At CookNest, a digital recipe platform, the team experienced a noticeable shift in how they approached new feature ideas. In the past, everything went into a standard prioritization framework—one big stack of unrelated suggestions, ranked top to bottom. That approach had its limits.
They moved to a more structured process. Now, all incoming ideas are submitted through a central repository. But—and this is key—just because something is submitted doesn’t mean it gets built.
Instead, the team uses a theme-based roadmap. They group suggestions into broader themes and focus their Discovery efforts on one theme at a time. From there, they explore ideas within that theme based on existing insights.
For example:
They start by checking for stored evidence, such as past user interviews (qualitative) or behavioral data (quantitative).
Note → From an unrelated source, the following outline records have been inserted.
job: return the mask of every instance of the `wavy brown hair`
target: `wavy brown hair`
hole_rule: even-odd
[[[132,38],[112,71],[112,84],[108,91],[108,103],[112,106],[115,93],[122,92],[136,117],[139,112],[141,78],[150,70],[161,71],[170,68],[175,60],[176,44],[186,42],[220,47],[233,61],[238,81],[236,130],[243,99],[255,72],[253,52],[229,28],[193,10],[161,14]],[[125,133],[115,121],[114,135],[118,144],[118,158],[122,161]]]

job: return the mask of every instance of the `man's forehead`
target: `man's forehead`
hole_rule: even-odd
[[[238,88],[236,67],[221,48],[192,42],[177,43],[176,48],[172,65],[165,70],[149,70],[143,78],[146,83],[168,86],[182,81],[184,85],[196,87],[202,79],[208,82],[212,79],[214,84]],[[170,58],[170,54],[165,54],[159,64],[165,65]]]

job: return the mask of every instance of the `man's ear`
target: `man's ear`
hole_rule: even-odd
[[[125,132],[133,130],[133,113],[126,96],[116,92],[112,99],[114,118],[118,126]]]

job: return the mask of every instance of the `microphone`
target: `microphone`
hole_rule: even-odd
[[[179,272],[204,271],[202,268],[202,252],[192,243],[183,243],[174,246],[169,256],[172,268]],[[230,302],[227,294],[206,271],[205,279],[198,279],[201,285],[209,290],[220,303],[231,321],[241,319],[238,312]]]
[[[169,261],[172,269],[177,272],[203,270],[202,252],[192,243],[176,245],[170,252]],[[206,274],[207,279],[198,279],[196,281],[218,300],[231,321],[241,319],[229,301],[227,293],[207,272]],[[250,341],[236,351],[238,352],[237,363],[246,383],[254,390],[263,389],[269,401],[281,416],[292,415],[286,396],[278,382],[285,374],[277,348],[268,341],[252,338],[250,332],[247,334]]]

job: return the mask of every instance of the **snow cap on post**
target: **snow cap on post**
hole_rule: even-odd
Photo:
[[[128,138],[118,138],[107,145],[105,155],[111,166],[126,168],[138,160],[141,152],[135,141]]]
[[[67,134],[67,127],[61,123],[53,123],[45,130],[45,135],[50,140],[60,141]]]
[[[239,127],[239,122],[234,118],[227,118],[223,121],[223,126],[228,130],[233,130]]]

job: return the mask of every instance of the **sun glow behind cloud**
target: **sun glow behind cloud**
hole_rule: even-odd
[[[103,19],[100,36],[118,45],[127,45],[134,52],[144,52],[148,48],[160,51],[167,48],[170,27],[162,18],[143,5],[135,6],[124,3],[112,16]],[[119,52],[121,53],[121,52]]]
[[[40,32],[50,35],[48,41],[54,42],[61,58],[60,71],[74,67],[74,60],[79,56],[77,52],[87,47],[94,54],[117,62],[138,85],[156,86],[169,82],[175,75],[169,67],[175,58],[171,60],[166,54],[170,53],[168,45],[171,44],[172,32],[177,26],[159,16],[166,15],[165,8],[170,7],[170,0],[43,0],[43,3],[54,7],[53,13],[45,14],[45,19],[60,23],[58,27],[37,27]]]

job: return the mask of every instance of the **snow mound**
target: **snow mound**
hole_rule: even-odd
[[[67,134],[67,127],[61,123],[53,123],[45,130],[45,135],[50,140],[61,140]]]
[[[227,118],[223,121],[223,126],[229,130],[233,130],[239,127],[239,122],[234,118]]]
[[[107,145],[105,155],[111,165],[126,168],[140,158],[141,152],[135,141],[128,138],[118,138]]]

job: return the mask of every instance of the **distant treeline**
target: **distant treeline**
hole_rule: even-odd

If the existing data is thin, they go deeper into problem-space research.
If there’s already a strong foundation, they move forward with prototype testing or targeted experiments to validate specific ideas.
This structured-yet-flexible approach helps the team stay aligned on what matters while making space for creativity and learning.

Here's how a Senior Product Lead puts it:
“Adding an idea to a theme is not a commitment to building it. Every idea is kind of treated similarly. Some ideas have a lot of information. Others are just like, I thought about this. It could be cool. That doesn't matter so much at this time for us, because what we do with these ideas is we just use these ideas as a signal that there is a theme emerging. The ideas can still be changed a lot, but at least if someone has this idea or observed some kind of user feedback, it's a signal that something is maybe happening in that direction that we want to look into.”
By treating ideas as signals instead of a delivery backlog, the Discovery team at KitchenStories (Note: This is a fictional name used for illustrative purposes and anonymized to respect NDA agreements) can dig into the actual problem and explore potential solutions with an open mind—rather than locking into specific feature work too early.
Considering Context Helps Avoid the Trap of Endless Evidence
It’s easy to worry about doing too little Product Discovery. But doing too much can be just as risky. Think back to that highway example: you don’t want to take the first exit too fast, but you also don’t want to drive in circles forever.
So how do you know when you've done enough Discovery?
The key is putting your evidence in context—evaluating it based on proximity and commitment. As seen in Fanny’s B2B experience at MediCareTech (Note: This is a fictional name used for illustrative purposes and anonymized to respect NDA agreements), even the weakest signals can be valuable when you understand how much they’re really worth.
Discovery is about reducing uncertainty—not chasing perfect answers.
Every decision about your next Discovery move should be based on your current level of uncertainty, which depends on your product, industry, lifecycle stage, available resources, team skills, and company culture. As Douglas Hubbard puts it in How to Measure Anything, you shouldn’t focus on answering every possible question—you should focus on reducing uncertainty based on what you already know. Then act on that new clarity to decide what to do next.